Gender makes a difference, Paula Fitzsimons, founder and managing director of Fitzsimons Consulting, which specializes in entrepreneurship and growth, told an ESOF session. It makes a difference in the rate at which men and women set up business; in a personal context with women expressing lesser confidence and ambition and greater fear of failure; and in the type of businesses being set up. Women scientists also said they lacked technical skills and training, as well as support from national and local agencies to set up business.

Should women break down barriers, they are branded as ‘dragon ladies’ and ‘uncaring mothers’. Tough either way.

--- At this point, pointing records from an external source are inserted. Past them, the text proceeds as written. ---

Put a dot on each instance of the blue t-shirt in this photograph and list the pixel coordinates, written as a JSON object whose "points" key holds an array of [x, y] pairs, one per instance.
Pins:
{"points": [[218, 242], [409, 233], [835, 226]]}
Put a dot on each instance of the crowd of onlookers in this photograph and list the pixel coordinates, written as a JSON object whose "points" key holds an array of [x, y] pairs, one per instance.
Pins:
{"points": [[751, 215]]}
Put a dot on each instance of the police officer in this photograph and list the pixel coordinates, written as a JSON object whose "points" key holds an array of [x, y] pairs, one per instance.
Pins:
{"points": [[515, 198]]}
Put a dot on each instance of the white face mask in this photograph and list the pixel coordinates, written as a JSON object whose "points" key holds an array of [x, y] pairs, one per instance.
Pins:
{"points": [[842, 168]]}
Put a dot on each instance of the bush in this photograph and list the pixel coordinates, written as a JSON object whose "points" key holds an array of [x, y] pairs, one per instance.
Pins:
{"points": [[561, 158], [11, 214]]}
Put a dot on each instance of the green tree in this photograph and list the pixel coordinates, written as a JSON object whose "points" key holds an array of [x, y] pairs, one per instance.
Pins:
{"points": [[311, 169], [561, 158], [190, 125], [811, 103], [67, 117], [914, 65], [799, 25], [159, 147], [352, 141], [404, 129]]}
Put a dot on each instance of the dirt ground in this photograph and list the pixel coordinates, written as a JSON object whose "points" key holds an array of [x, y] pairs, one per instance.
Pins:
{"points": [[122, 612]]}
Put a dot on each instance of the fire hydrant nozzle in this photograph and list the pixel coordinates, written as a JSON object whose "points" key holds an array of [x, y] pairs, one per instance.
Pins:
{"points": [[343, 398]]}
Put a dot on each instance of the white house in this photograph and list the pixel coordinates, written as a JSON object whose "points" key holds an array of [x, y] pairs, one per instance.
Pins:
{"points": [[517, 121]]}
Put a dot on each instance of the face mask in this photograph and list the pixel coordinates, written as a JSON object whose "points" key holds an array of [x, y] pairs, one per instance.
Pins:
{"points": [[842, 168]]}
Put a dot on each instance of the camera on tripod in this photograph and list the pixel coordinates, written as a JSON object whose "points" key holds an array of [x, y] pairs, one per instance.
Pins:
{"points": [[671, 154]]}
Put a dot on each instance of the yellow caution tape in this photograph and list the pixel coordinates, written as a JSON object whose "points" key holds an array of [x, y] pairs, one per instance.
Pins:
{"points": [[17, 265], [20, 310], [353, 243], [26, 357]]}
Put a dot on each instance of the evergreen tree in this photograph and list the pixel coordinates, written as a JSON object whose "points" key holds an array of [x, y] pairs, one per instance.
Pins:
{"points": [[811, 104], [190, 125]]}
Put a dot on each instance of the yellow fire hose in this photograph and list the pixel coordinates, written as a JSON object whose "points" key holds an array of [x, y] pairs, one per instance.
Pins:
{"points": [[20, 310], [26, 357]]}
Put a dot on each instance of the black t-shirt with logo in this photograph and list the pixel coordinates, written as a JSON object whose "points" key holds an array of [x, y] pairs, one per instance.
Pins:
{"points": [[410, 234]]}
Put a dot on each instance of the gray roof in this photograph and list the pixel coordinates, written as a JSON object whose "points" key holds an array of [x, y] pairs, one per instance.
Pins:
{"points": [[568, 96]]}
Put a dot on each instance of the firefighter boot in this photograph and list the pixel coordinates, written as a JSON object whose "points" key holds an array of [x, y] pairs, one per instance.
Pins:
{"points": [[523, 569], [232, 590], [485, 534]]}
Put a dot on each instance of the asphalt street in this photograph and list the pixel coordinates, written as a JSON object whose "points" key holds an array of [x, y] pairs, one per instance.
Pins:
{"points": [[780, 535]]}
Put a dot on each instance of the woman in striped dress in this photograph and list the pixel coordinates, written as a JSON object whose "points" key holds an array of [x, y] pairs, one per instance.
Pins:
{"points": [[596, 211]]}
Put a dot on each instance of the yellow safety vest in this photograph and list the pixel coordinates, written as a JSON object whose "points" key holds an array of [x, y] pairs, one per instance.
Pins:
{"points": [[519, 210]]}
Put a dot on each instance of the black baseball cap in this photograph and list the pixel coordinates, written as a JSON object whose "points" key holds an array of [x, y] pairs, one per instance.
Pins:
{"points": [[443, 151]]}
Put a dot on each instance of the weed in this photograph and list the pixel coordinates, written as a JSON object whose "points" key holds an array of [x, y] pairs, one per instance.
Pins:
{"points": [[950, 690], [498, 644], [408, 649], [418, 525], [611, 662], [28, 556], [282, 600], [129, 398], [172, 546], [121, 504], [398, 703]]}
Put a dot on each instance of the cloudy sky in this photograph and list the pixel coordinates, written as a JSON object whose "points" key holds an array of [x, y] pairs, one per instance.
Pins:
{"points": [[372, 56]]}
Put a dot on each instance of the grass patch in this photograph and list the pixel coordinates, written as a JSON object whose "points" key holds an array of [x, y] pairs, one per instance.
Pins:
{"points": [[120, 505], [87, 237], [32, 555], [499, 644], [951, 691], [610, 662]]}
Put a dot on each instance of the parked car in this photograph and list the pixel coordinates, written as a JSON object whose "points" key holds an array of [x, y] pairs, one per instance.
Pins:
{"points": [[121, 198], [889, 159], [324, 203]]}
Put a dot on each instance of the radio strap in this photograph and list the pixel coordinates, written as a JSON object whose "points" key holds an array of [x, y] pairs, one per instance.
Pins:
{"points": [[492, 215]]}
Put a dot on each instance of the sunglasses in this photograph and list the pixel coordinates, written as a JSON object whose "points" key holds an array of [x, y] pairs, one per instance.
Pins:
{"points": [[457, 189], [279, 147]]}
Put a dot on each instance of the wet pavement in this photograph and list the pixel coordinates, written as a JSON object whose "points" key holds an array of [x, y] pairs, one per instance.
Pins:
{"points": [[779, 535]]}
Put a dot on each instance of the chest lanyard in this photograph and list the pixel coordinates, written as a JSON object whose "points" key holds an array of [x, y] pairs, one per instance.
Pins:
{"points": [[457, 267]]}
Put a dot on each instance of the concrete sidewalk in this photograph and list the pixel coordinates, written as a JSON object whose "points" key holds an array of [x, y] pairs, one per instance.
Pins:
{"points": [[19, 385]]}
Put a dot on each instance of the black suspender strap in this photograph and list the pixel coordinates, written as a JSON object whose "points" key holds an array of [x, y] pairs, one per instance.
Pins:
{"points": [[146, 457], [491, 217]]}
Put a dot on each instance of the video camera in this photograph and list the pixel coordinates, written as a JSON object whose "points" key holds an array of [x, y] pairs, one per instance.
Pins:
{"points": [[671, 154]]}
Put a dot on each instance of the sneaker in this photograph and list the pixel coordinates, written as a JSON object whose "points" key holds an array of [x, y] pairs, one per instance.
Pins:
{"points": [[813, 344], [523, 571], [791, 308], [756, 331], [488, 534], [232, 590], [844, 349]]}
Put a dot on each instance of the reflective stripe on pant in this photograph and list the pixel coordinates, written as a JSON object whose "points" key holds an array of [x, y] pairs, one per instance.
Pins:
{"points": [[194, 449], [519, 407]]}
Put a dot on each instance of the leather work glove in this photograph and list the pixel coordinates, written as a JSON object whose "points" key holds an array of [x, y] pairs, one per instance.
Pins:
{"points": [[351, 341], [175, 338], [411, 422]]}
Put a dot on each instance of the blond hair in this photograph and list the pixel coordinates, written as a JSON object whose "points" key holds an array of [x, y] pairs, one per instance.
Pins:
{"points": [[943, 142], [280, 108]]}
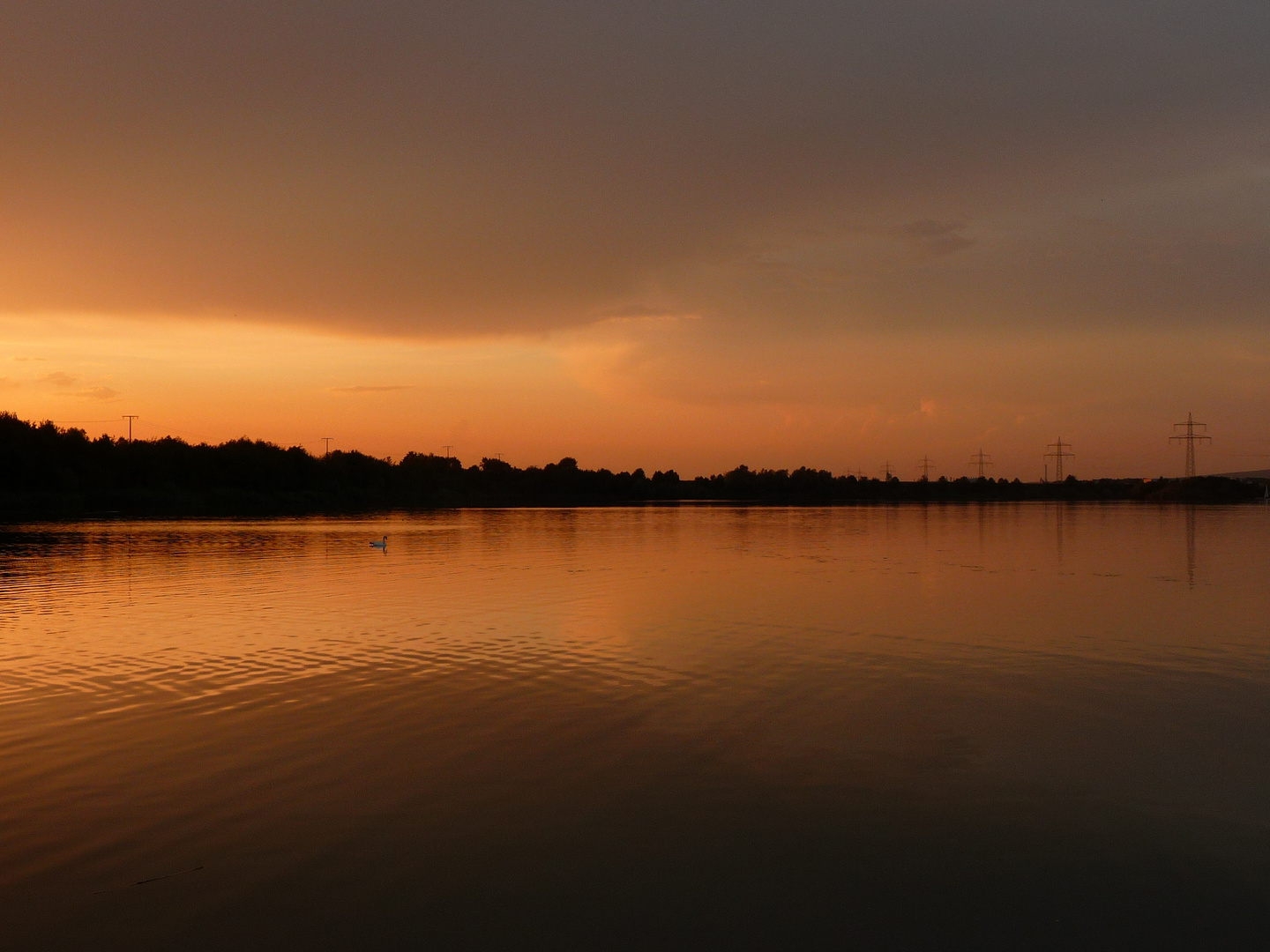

And yet there is reason for hope.  We heard the inspiring  story of  Susanne Rostmark, who started as an environment science researcher in Sweden and set up a company FriGeo in 2003, to commercialise her research findings. “Curiosity moved science into business,” she said.

Cool cash: Swedish entrepreneur Susanne Rostmark set up a free-drying technology business against the odds.

Her firm specialises in freeze drying technologies to remove water from sediments  and sludge, which reduces their volume and makes it easier to transport them. The technology is now evoking interest from the nuclear industry to remove sludge from nuclear power plants.

Rostmark says women entrepreneurs have few role models, peer-group contacts, access to networks, or pre-start-up support.

Fitzsimons has some recommendations to governments to fix that. Promote societal attitudes towards women’s engagement as entrepreneurs, assist women-run business start-ups by making opportunities and resources available; and provide technical assistance and education.

But it is finally up to women, she said. “If your antennae are open as scientists, as women and as people, you will see opportunities.”